Survival analysis based on predicted age groups
We stratified patients based on their predicted age to explore associations with clinical outcomes. Kaplan-Meier survival curves18 for 5-year follow-up period revealed a clear separation between groups, with studies predicted to be in the older age groups showing significantly worse survival. This separation was also pronounced for coronary artery disease, heart failure, and stroke (Fig. 1)19. Statistical analysis confirmed that these differences were highly significant across all outcomes (p < 0.001). To compare the predictive ability of chronological and biological age, we also performed stratification using chronological age (Supplementary Fig. 1).
The survival curves illustrate the association between predicted age group and four clinical endpoints: a all-cause mortality, b heart failure, c coronary artery disease, and d stroke. Each panel displays the survival probability over 5 years for groups stratified by predicted age, with steeper declines indicating higher event rates.
We also analyzed the association between age, predicted age, and key cardiovascular outcomes, adjusting for relevant clinical predictors including smoking status, diabetes mellitus, systolic blood pressure, high-density lipoprotein cholesterol, total cholesterol, left ventricular ejection fraction (LVEF), valvular heart disease and prior cardiovascular interventions. Hazard ratios (HRs) were computed per 10-year increase in both chronological age and predicted age (Fig. 2b). For all-cause mortality, while chronological age demonstrated an association (HR = 1.33, 95% CI: 1.28–1.37, p < 0.005), predicted age exhibited a stronger effect (HR = 1.42, 95% CI: 1.37–1.48, p < 0.005). Similar trends were observed for coronary artery disease (CAD) (chronological age: HR = 1.15, 95% CI: 1.09–1.21, p < 0.005; predicted age: HR = 1.25, 95% CI: 1.17–1.34, p < 0.005), heart failure (chronological age: HR = 1.16, 95% CI: 1.10–1.21; predicted age: HR = 1.21, 95% CI: 1.14–1.28, p < 0.005), and stroke (chronological age: HR = 1.07, 95% CI: 1.01–1.15, p = 0.03; predicted age: HR = 1.16, 95% CI: 1.06–1.26, p < 0.005). Across all outcomes, predicted age demonstrated a higher HR compared to chronological age.

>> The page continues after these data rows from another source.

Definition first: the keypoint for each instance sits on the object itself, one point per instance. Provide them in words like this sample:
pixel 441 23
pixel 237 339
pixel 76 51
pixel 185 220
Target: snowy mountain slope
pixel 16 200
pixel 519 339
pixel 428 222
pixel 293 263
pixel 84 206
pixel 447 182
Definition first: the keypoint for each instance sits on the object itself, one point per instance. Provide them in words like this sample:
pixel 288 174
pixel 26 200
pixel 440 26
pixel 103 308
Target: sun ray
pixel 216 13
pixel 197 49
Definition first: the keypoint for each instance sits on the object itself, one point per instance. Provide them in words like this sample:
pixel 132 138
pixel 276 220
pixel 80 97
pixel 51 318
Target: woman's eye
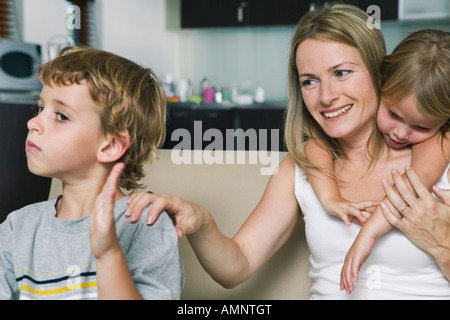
pixel 342 73
pixel 37 110
pixel 393 115
pixel 308 83
pixel 61 117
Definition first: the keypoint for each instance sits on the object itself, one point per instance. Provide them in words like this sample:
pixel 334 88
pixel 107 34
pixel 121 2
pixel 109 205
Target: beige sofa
pixel 229 192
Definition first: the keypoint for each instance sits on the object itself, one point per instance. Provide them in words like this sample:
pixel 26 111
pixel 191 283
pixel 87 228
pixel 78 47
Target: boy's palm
pixel 103 237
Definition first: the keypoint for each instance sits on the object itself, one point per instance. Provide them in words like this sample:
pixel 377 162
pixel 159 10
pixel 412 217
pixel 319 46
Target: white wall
pixel 136 29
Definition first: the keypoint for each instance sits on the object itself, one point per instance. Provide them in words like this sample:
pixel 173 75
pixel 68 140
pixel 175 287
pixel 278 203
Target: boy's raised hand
pixel 102 233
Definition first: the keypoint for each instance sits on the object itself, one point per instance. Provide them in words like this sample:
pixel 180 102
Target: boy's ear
pixel 114 147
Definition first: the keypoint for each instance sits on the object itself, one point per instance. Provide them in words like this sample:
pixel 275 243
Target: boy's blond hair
pixel 130 99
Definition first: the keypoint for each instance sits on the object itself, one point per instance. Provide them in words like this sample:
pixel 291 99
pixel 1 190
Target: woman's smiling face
pixel 336 87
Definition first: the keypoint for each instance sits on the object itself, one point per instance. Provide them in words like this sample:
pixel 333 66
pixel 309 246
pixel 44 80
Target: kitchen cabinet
pixel 203 126
pixel 195 120
pixel 232 13
pixel 18 186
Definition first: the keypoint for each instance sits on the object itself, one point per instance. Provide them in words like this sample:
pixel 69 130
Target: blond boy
pixel 99 116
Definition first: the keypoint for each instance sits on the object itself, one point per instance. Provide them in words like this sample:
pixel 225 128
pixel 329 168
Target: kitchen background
pixel 150 33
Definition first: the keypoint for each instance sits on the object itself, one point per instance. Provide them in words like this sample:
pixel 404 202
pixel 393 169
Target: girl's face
pixel 337 88
pixel 402 124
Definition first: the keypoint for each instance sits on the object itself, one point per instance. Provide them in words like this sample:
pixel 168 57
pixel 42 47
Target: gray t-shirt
pixel 44 257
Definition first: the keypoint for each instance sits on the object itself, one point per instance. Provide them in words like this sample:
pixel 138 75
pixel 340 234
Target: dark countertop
pixel 269 105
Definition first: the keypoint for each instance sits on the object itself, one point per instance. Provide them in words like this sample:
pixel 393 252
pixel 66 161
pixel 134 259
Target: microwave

a Scatter plot of predicted vs. chronological age. The red diagonal line indicates normal aging. Dashed lines show accelerated (above) and delayed (below) aging, defined using the 95% confidence interval (CI) of the residuals, where the residual is defined as (predicted age – chronological age). Thresholds are calculated by adding and subtracting 1.96 times the standard deviation of the residuals to the identity line. Each dot represents a study. b Forest plot of adjusted hazard ratios (HRs) with 95% CI for age and predicted age across cardiovascular outcomes. c Box plots of ASCVD risk scores by six predicted age groups. Boxes show IQRs with medians; whiskers represent 1.5×IQR, and outliers are shown as individual points.
Predicted cardiac aging phenotypes and their association with valvular conditions
Based on the ensemble model predictions, we classified our study cohort into three cardiac aging phenotypes: “Accelerated”, “Expected”, and “Delayed” based on the difference between chronological age and predicted age (Fig. 2a). Accelerated cardiac aging was defined as having a residual (Predicted Age – Chronological Age) below the lower 95% confidence interval limit, where the predicted age was significantly higher than the chronological age. Delayed cardiac aging was defined as having a residual above the upper limit, where the predicted age was much lower than the chronological age. Expected cardiac aging was characterized by residuals within the confidence interval, where the predicted age closely matched the chronological age.
We found a clear trend of increasing prevalence of valvular heart disease as the cohort’s predicted age group progresses (Table 3). Specifically, individuals classified as having accelerated cardiac aging exhibited higher rates of aortic stenosis as well as aortic, mitral and tricuspid regurgitation compared to those in the expected and delayed aging groups20. Conversely, individuals in the delayed aging category generally showed significantly lower rates of these conditions across most predicted age groups.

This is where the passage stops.